While Del Toro is still a man in a suit, similar to Hitchcock, Serling and Peele, and is a designer known for being a lover of classic horror to the point that even his house is a museum, he makes the device of framing his own. Sure, he’s got an iconic look and voice, dressing like all those presenters, but what sets him apart is that big wooden box of many compartments.
GDT is joined by Hit Trusty Cabinet of Curiosities
This is a beautifully designed accessory that opens up in so many surprising ways. In German it’s known as Wunderkammer, a Cabinet of Wonders, and in the first episode, Del Toro establishes what it is and essentially its role in the series. It’s his cabinet of curiosities, a storage container full of oddities, and with every oddity there’s a story behind it that he wishes to tell. He places the object on the table: a key, a TV remote, an old sketchbook, and with it is a small sculpture of whoever directed the episode. This part is particularly novel, as it places the figure down and says the name out loud, rather than being opening credits subtitles, with each sculpture having little Easter eggs from the episode that we are about to see. This shows us that even though the series has one name, there are eight distinct voices behind it.
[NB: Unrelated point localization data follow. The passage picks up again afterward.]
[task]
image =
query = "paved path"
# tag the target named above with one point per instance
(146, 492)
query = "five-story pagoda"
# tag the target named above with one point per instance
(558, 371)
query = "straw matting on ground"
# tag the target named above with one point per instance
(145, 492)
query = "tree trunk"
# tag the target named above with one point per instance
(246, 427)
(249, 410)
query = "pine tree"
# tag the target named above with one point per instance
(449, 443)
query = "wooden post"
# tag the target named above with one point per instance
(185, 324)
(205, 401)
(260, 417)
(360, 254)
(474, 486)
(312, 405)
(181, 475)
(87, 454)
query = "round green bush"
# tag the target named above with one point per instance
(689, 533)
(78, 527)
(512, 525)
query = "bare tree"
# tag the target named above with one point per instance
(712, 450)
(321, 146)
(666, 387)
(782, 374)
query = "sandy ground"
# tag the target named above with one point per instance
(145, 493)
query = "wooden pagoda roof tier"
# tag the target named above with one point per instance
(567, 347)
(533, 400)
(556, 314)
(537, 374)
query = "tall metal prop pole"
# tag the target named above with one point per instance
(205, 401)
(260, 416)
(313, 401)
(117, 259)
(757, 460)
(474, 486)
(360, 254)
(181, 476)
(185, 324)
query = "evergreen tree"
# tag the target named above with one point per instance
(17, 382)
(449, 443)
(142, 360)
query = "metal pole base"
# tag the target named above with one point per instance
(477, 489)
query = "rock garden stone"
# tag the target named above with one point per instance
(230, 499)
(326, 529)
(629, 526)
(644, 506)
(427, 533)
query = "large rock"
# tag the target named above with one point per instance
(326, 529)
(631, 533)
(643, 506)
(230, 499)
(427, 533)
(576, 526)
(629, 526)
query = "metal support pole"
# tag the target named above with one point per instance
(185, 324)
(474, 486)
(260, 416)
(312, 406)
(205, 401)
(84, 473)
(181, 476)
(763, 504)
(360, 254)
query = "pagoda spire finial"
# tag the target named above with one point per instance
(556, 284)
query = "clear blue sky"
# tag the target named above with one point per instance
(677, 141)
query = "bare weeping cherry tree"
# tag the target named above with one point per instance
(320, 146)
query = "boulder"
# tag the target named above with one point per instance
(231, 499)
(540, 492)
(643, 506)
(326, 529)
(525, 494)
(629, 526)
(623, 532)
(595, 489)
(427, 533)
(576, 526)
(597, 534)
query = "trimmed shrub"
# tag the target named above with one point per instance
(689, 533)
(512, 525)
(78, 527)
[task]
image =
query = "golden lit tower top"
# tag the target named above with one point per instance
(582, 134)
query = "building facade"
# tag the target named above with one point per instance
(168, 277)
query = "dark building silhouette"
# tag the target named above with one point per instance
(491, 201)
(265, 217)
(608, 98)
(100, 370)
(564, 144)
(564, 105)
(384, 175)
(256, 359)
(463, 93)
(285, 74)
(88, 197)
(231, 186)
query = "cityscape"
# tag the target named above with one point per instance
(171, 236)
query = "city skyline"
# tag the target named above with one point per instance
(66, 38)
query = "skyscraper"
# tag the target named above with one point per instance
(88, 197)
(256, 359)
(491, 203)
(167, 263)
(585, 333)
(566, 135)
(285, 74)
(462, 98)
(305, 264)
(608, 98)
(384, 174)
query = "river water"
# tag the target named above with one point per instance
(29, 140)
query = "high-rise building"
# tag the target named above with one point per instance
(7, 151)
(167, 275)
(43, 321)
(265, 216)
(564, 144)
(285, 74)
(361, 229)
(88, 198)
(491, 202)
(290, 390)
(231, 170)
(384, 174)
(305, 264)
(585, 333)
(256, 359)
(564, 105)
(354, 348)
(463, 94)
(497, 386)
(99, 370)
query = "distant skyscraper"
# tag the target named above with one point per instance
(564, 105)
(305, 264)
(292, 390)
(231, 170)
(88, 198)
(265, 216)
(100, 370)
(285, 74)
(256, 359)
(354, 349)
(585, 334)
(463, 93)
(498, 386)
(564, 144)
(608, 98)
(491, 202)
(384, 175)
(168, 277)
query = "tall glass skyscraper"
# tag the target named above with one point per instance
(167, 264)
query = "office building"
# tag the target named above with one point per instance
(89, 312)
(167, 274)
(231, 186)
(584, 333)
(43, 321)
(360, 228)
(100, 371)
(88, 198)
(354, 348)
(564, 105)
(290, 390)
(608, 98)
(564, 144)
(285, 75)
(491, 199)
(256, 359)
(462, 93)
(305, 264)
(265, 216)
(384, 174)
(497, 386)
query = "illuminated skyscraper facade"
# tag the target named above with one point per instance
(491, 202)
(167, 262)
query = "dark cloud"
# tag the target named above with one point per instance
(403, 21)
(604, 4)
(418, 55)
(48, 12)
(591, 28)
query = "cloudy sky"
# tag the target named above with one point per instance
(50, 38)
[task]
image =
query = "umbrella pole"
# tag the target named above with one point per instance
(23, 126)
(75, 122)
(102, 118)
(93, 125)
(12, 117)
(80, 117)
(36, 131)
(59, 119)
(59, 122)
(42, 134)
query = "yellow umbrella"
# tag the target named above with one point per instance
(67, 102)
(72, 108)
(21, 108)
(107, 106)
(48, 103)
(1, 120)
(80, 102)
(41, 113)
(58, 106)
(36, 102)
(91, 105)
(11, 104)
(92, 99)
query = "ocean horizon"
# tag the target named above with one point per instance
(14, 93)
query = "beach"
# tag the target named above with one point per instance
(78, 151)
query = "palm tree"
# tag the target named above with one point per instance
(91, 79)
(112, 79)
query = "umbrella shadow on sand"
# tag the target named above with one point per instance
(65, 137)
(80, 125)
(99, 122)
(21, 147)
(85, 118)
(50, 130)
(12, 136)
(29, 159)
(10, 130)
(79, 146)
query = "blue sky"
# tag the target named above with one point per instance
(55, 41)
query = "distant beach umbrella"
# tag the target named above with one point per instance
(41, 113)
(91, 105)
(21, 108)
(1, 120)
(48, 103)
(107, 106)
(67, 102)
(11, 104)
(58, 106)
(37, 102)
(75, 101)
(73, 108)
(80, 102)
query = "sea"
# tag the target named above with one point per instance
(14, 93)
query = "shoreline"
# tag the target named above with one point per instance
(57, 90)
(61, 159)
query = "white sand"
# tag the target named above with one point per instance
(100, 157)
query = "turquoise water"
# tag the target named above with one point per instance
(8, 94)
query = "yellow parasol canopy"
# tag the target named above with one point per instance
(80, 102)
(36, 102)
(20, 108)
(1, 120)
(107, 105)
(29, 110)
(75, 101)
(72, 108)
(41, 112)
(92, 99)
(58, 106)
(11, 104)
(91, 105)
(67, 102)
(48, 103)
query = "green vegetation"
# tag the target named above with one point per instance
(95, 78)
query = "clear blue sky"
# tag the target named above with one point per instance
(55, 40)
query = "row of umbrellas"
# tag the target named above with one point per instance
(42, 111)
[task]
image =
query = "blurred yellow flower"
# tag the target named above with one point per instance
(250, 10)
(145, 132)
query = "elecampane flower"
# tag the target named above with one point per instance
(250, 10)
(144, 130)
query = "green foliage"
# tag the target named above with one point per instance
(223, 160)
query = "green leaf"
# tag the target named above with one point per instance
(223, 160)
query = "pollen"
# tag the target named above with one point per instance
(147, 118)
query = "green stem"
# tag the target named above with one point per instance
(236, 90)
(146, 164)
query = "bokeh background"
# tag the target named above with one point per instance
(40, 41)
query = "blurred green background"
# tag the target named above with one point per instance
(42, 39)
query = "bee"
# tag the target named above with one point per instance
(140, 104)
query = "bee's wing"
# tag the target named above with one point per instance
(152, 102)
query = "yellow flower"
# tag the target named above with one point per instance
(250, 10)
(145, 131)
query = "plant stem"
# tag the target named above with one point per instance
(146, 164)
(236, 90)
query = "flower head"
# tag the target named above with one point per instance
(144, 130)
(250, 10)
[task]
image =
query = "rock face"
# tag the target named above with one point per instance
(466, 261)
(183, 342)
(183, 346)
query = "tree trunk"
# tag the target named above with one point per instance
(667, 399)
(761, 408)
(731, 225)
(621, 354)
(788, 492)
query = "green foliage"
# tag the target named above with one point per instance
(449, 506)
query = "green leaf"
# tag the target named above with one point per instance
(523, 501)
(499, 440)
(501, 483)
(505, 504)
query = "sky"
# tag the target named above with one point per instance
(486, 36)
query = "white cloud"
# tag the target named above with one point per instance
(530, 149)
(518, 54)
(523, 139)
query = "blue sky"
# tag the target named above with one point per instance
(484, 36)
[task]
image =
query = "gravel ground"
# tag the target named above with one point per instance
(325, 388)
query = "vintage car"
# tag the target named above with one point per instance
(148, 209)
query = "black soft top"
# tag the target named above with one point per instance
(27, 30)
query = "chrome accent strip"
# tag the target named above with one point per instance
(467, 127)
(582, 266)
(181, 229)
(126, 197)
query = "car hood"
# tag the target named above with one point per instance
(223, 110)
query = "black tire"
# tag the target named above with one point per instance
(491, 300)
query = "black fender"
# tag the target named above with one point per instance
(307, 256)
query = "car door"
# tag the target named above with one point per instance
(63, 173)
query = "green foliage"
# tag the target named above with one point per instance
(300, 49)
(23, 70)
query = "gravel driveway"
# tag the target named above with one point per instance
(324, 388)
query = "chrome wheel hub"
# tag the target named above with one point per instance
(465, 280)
Horror hosts are an underused tool in anthology storytelling that should definitely make a comeback. It’s an inviting presence, reminiscent of the very beginnings of horror, a world of some of the greatest storytellers of all time bringing us into their world. They prepare us for what we are going to see, they prepare us to suspend our disbelief because we are in on it, in a way. We are not watching a person’s life unfold or unfold before our eyes, but a story, which may have already happened or will happen. It’s almost a kind of comforting self-reflexivity as the host tells us, don’t worry, it’s just a show. It’s not a fear that will last forever, or a fear that you have to be afraid of in your life. You come with the host, and he’ll take you on a short trip, through the twilight zone, or into a cabinet of curiosities.